The teacher’s desk was moved away, and that organ set in its place. On the blackboard Mr. Clewett wrote out the program. There was organ music by itself, organ music with Pa’s fiddle, and organ music with the singing of quartets and duets and solos. Mrs. Bradley sang,

“Backward, turn backward,

Oh Time in thy flight.

Make me a child again,

Just for tonight.”

Laura could hardly bear the sadness of it. Her throat swelled and ached. A tear glittered on Ma’s cheek before she could catch it with her handkerchief. All the women were wiping their eyes, and the men were clearing their throats and blowing their noses.

Everyone said that surely nothing could be better than that musical program. But Pa said mysteriously, “You wait and see.”

As if this were not enough, the church building was roofed at last, and now every Sunday there were two church services and Sunday school.

It was a nice church, though so new that it still looked raw. As yet there was no bell in the belfry, nor any finish on the board walls. Outside, they were not yet weathered gray, and inside they were bare boards and studding. The pulpit and the long benches with boxed-in ends were raw lumber, too, but it was all fresh and clean-smelling.

In the small entry built out from the door there was room enough to settle clothing blown awry by the wind, before going into the church, and Mrs. Bradley had lent her organ, so there was organ music with the singing.

Laura even enjoyed Rev. Brown’s preaching. What he said did not make sense to her, but he looked like the picture of John Brown in her history book, come alive. His eyes glared, his white mustache and his whiskers bobbed, and his big hands waved and clawed and clenched into fists pounding the pulpit and shaking in air. Laura amused herself, too, by changing his sentences in her mind, to improve their grammar. She need not remember the sermon, for at home Pa required her and Carrie only to repeat the text correctly. Then, when the sermon was over, there was more singing.

Best of all was Hymn Eighteen, when the organ notes rolled out and everybody vigorously sang:

“We are going forth with our staff in hand

Through a desert wild in a stranger land,

But our faith is bright and our hope is strong,

And the Good Old Way is our pilgrim song.”

Then, all together letting out their voices in chorus louder than the swelling organ song,

“’Tis the Good Old Way by our fathers trod,

‘Tis the Way of Life and it leadeth unto God,

‘Tis the only path to the realms of Day,

We are going home in the GOOD OLD WAY!”

With Sunday school and morning church, Sunday dinner and dishes, and going to church again in the evening, every Sunday fairly flew past. There was school again on Monday, and the rising excitement of waiting for the Friday Literary; Saturday was not long enough for talking it all over, then Sunday came again.

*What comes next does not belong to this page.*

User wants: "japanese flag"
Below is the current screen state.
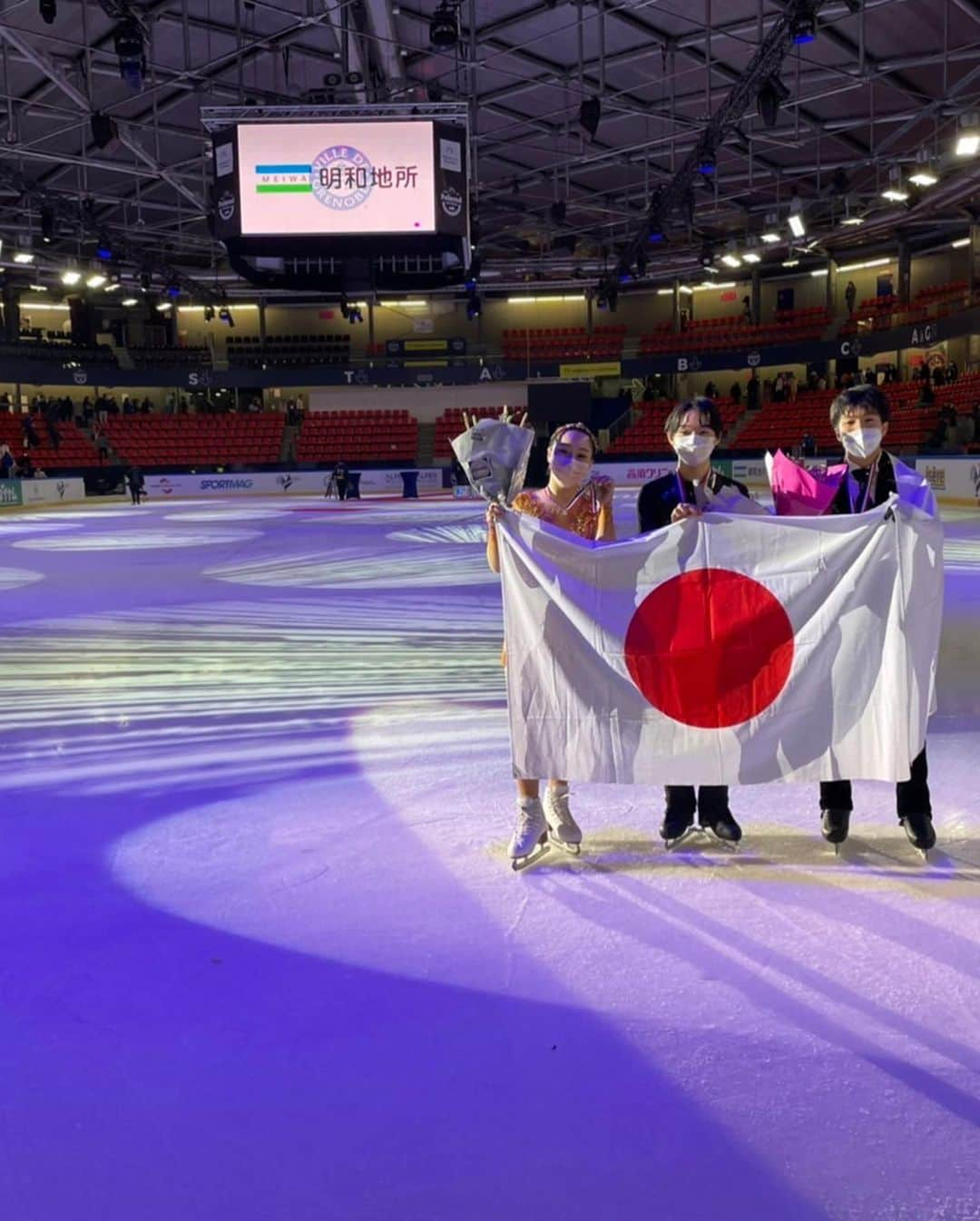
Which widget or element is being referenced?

As if all this were not more than enough, the Ladies’ Aid planned a great celebration of Thanksgiving, to help pay for the church. It was to be a New England Supper. Laura rushed home from school to help Ma peel and slice and stew down the biggest pumpkin that Pa had raised last summer. She carefully picked over and washed a whole quart of small white navy beans, too. Ma was going to make a mammoth pumpkin pie and the largest milkpan full of baked beans, to take to the New England Supper.